Savaşın, Almanya ile Fransa arasında geçen kısmıyla ilgilenen film,
mecburiyetten orduya yazılan bir Alman ve Fransız asker üzerinden yarattığı
çatışma ile tek kelimeyle çok etkileyici. Böylesine güçlü bir çatışma üzerine
kurulan filmde tüm karakterler oldukça anlamlı ve yerinde.
Oyunculuklar, karakterler, sinematografi, senaryo ve kurgu hepsi
ama hepsi tek kelimeyle kusursuz. Siyah- beyaz ile renkli görüntüler arasında
gidip gelen, bu yaptığıyla bile söyleyeceklerini dillendirmeye devam eden
Ozon’un en güzel yaptığı şeylerden biri ise şiiri, müziği, operayı, resmi
kısacası sanatı incelikle eserine nakşetmesi olsa gerek.
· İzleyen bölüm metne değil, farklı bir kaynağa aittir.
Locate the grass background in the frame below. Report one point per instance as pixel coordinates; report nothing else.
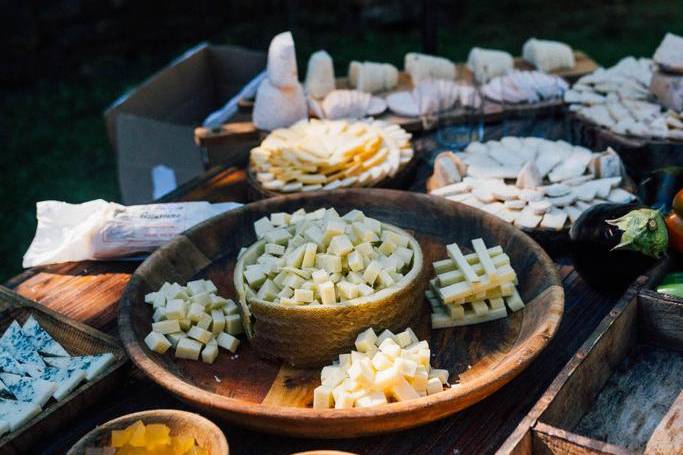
(52, 135)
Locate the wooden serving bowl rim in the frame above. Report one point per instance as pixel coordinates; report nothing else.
(432, 407)
(156, 416)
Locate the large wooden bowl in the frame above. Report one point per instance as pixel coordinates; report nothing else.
(271, 397)
(205, 432)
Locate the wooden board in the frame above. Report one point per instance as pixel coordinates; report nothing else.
(77, 339)
(206, 434)
(274, 398)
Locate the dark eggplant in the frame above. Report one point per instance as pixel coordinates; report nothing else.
(660, 187)
(611, 244)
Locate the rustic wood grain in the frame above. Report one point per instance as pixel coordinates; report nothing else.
(207, 435)
(493, 354)
(77, 339)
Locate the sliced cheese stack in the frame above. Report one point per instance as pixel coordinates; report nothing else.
(193, 320)
(382, 369)
(325, 154)
(532, 182)
(35, 368)
(314, 280)
(473, 288)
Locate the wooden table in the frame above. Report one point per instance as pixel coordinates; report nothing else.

Filmini iki bölüm halinde düşünen Ozon, hikâyesinin ilk
bölümünü Almanya’da, ikinci bölümü ise daha çok Paris’te resmediyor. Ve
Almanya, ölüm sessizliği, acısı, yokluğu ile Paris ise daha çok tarihi, sanatı
ve kültürü ile öne çıkıyor. Özellikle Almanya’da geçen kısımda da sürekli bahsi
geçmesiyle Louvre Müzesi, ikinci kısımda bire bir olarak adeta kendini filme
konuk ediyor. Louvre Müzesi’ndeki Édouard Manet’in
Le Suicidé adlı tablosu filmin bir karakteri kadar etkili oluyor. Tabii müzeye
ve tabloya ek olarak müzik, roman, şiir, tiyatro ve opera filme ilmik ilmik
işleniyor.
Sanat ile ilgili
bitmek bilmez sohbetlere, yaratılan mükemmel atmosfer, çok iyi uyum sağlıyor.
Karakterlerin hüzünlü olduğu anlarda siyah-beyaz görüntülerin, mutlu
olduklarında ise renkli görüntülerin bizi karşılaması da Ozon’un yarattığı
estetik ile öylesine güzel uyum sağlıyor ki… İçimizi sızlatan dramıyla
ağızlarda barış ve kardeşlik tadı bırakan Frantz’ı izlerken gözyaşlarımıza
hâkim olamıyorsunuz. Nefret ile affetmek arasındaki ince çizgiyi başarıyla
çizen film insanlık dersi veren, etkileyici bir şiir okuyor biz seyircilere.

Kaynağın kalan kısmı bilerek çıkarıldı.